Rumo ao Norte do continente americano, o capítulo “O caçador furtivo e o memorialista intergeracional: a literatura quebequense entre a apropriação do lugar e a preservação da memória ancestral” fecha o debate dos legados familiares e, com ele, Zilá Bernd aborda – a partir da leitura de obras de duas escritoras migrantes do Quebec: Kim Thúy e Régine Robin – a maneira pela qual essas autoras, originárias de diferentes formas de migração, produzem suas obras no entre-lugar, entre a urgência de apropriação do lugar e o esforço em preservar a memória de seus ancestrais. Assim, tanto a figura da devoração e/ou da braconagem dos elementos culturais do país de acolhida quanto a do memorialista geracional, que não se permite esquecer a memória cultural de seus ancestrais, são problematizadas no âmbito do seu capítulo.

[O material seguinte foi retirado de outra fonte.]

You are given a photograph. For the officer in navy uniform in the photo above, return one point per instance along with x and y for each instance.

Os Legados étnicos formam a segunda parte da coletânea. No capítulo “A poética da perda em narrativas centradas em investigações da filiação no universo de Wajdi Mouawad”, Bernadette Porto se dedica ao problema da experiência exílica, pois a perda se manifesta também como uma espécie de defasagem, de não coincidência entre o exilado e o lugar, seja ele o país natal ou a terra de acolhida. Por esse viés, o escritor de origem libanesa Wajdi Mouawad, objeto do seu estudo, refere-se a sua posição de estar sempre fora do lugar, indagando sobre a possibilidade de retornar a seu país de origem. O escritor Mouawad ressalta que o retorno é uma experiência tão difícil quanto a partida e que se sente tão estrangeiro em seu país de origem como ocorre no Quebec, país de acolhida. No texto intitulado “Nós também somos brasileiros: narrativas de filiação de escritores nipo-brasileiros”, Eurídice Figueiredo propõe uma leitura dos romances Sonhos bloqueados, de Laura

Honda-Hasegawa (1991) e Nihonjin, de Oscar Nakasato (2011), e do livro de crônicas Eu também sou brasileira, de Marília Kubota (2020), publicados nos últimos trinta anos. Todos os autores pertencem à terceira geração: Laura Honda-Hasegawa nasceu em 1947, Oscar Nakasato em 1963 e Marília Kubota em 1964. Dentre os imigrantes com comunidades numerosas, os descendentes de japoneses são, talvez, os menos visíveis no panorama da literatura brasileira. Assim, apesar de os romances terem um corte mais tradicional, a escritora alarga o conceito dos críticos franceses para uma narrativa de etnofiliação, já que os nikkeis resgatam um passado sofrido dos antepassados que emigraram para o Brasil na primeira metade do século XX. Luciana Wrege Rassier aponta o romance memorial e o romance de filiação como focos de atenção

Leoné Astride Barzotto & Silvina Carrizo

no capítulo “Vestígios do vivido, fragmentos do esquecido: memória e filiações em Kym Thùy” porque, em ambos, a “interioridade” do eu-narrador é menos proeminente do que a “anterioridade”. Se o primeiro é um “aspecto pósmoderno da saga” que privilegia traços e vestígios constituintes da memória cultural, o segundo evoca o percurso de um ancestral enquanto herança a ser repudiada ou reivindicada. Logo, a autora parte desses pressupostos teóricos, a fim de analisar o romance ru, de Kym Thùy (2009), o qual aborda uma história de migração do Vietnã para o Canadá e os processos memoriais envolvidos.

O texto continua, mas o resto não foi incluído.